DA courts Ramphele
The DA has been wooing struggle heavyweight Mamphela Ramphele as a possible candidate to succeed its leader Helen Zille.
City Press spoke to 10 people in and close to the DA , seven of whom said they were aware of this.
But Ramphele told City Press she had never, in her 42 years as an active citizen, joined a political party.
“I am not a joiner but a change agent. I have always seen my role as a change agent supporting any
appropriate transformative process initiated by any South African.” She said she spoke “to many audiences regardless of political affiliation.”
On Thursday the prominent academic and businesswoman took part in a debate organised by the DA Young Professionals in Cape Town, the first time she has appeared on a public DA platform.
A party source said Ramphele had been approached by DA leaders, and a source close to Zille said she “has been asking Mamphela for years” to join the DA.
“Obviously we’d really like to have her in the party. There are things we see eye to eye on. She now has this message of active citizenry and this resonates with us.”
The source said Ramphele would consider the DA’s advances if there was a real chance of running for president of the country, or if she felt she could no longer influence government outside formal politics.
Party strategists reckon the DA’s first chance of governing the country – as part of a coalition – would be 2019, but then Ramphele would be 72, meaning she would probably be too old to govern.
Zille and Ramphele’s relationship goes back to the University of Cape Town when Zille was communications chief and Ramphele was vice-chancellor.
“There is no doubt they are very close but it is not a given that just because Helen wants her, she would get a top position. Dr Ramphele would need to go through the electoral college, like (Cape Town mayor) Patricia de Lille,” a senior MP said.
De Lille on Thursday called Ramphele “sister” and said Ramphele had been there for her “day and night” with advice on governance issues. Ramphele has also helped the party with economic policy.
It is an open secret that Zille is thinking about making way for a leader who will appeal to black voters.
Another source close to Zille said she was considering stepping down as early as the party’s conference later this year, but without a clear successor, would have to remain for another two-year term.

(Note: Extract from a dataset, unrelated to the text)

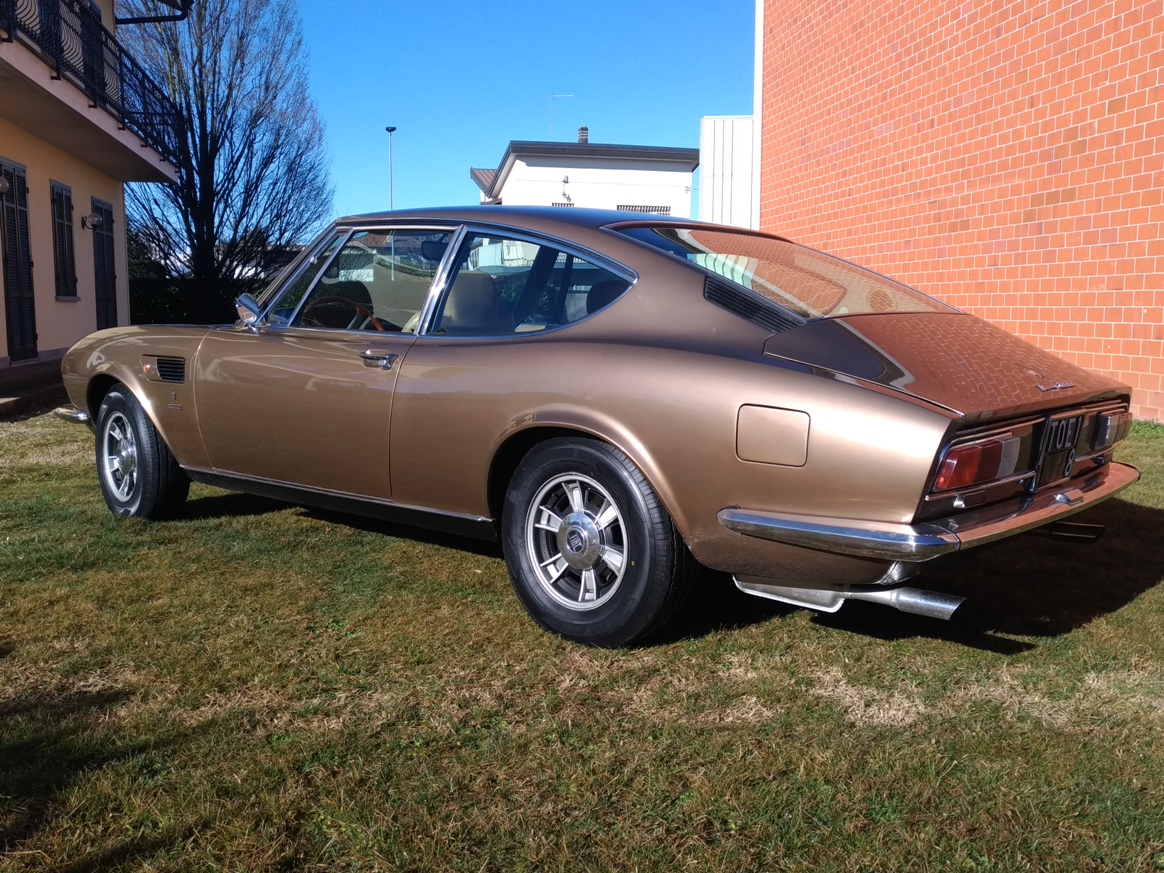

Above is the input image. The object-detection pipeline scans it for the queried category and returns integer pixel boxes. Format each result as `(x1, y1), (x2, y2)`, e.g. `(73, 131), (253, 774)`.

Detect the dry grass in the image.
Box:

Zille “wants to have control over the succession and made it clear she wants to bring people of prominence to the party to be in a position to take over from her,” said the parliamentarian.
A DA official said Ramphele was in a “delicate position. I think her head lies with us but her heart is in the struggle movement.”
Zille declined to comment but DA federal chairperson James Selfe said he knew nothing about overtures to Ramphele.